Se levantó y su cabeza rozó el techo de la choza mientras su sombra se extendía sobre mí como un genio protector:
—A cambio te daré todo lo que una mujer puede desear.
Dije irónica:
—¿Es decir?
No me contestó y dio media vuelta. En cuanto hubo abandonado la estancia se oyeron unos suspiros que reconocí de inmediato. Decidí ignorar a Abena, mi madre, y, de cara a la pared, llamé a Man Yaya:
—¿Crees que puedo ayudarle?
Man Yaya chupó su pequeña pipa y exhaló un anillo de humo:
—¿Cómo podrías hacerlo? La muerte es una puerta a la que nadie puede echar el cerrojo.
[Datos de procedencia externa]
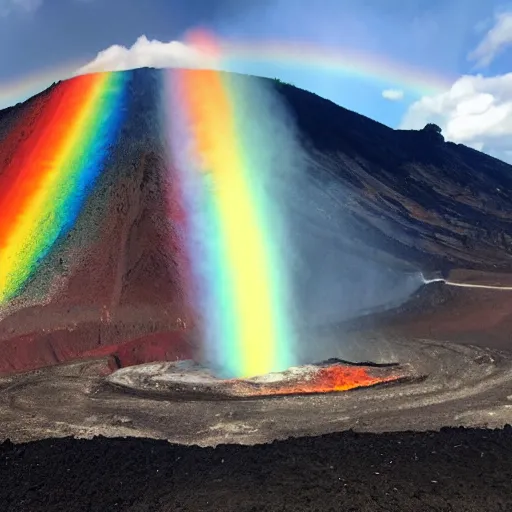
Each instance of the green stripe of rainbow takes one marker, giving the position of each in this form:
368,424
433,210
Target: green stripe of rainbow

Todos debemos pasar por ella, cada uno a su hora, en su día. Sabes muy bien que sólo podemos mantenerla abierta para los que amamos a fin de que entrevean a los que les han dejado.
Insistí:
—¿No puedo intentar ayudarle? Combate por una causa noble.
Abena, mi madre, estalló en una carcajada:
—¡Hipócrita! No es la causa por la que combate lo que te interesa. ¡Quita allá!
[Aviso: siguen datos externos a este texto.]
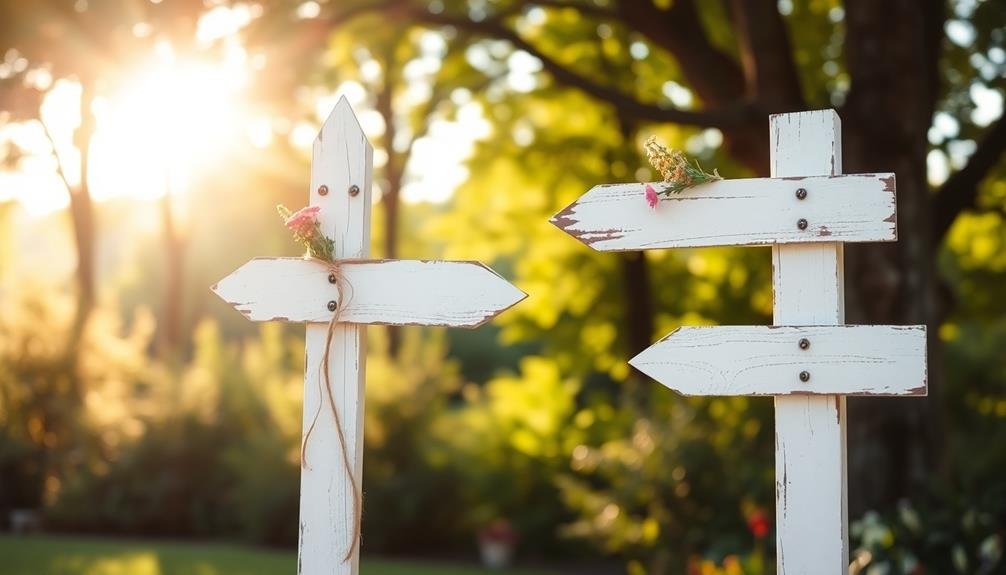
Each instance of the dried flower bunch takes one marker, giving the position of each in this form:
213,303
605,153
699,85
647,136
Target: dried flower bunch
307,230
678,173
Cerré los ojos en la oscuridad. La terrible perspicacia de mi madre me irritaba. Además yo misma me estaba planteando la pregunta: ¿No estaba harta de los hombres? ¿No estaba cansada del cortejo de desengaños que acompaña a los afectos? Apenas llegada a mi Barbuda ya consideraba la posibilidad de lanzarme a una aventura cuyo fin no podía prever. Una pandilla de cimarrones de los cuales no sabía nada. Me prometí interrogar a Deodatus sobre sus amigos y me dejé vencer por el sueño.
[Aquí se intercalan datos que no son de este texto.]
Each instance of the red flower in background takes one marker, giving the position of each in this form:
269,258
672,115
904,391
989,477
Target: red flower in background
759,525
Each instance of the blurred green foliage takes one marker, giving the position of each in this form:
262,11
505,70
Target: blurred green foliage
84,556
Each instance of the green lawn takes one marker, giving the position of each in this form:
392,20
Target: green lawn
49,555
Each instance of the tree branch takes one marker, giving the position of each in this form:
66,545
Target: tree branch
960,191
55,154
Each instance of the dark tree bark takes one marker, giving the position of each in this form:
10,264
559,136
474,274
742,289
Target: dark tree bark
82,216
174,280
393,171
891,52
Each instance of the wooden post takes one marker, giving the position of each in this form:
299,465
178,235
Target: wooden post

Unos enormes nenúfares blancos me envolvieron con sus pétalos de brocado y en seguida, Hester, Metahebel y mi judío aparecieron a los pies de mi cama, vivos y muertos confundidos en mi cariño y mi nostalgia.
Mi judío parecía sosegado, casi feliz, como si allá, en Rhode Island, le hubieran permitido, por lo menos, honrar a su Dios en voz alta.
La lluvia empezó a caer inundando plantas, árboles, tejados, y por contraste recordé las lluvias glaciales y hostiles de la tierra que había dejado detrás de mí. Ah, sí, la naturaleza cambia de lenguaje según los cielos y curiosamente éste concuerda con el de los hombres. A naturaleza feroz, hombres feroces. A naturaleza benévola y protectora, hombres abiertos a todas las generosidades.
¡La primera noche en mi isla!
El croar de las ranas, los trinos de los pájaros de luna, el cacareo de las aves de corral espantadas por las mangostas y el rebuzno seco de los asnos atados a las güiras, amigos de los espíritus, componían una música continuada. Hubiera deseado que no amaneciera nunca y que la noche terminara en la muerte. De una manera fugaz recordé mis días en Boston, en Salem, pero éstos perdían su consistencia como aquellos que los habían ensombrecido con la hiel de su corazón: Samuel Parris y los demás.
La primera noche…
La isla susurraba con un dulce murmullo:
«Ha regresado. La hija de Abena ya está aquí, la hija de Man Yaya. Ya no nos abandonará más».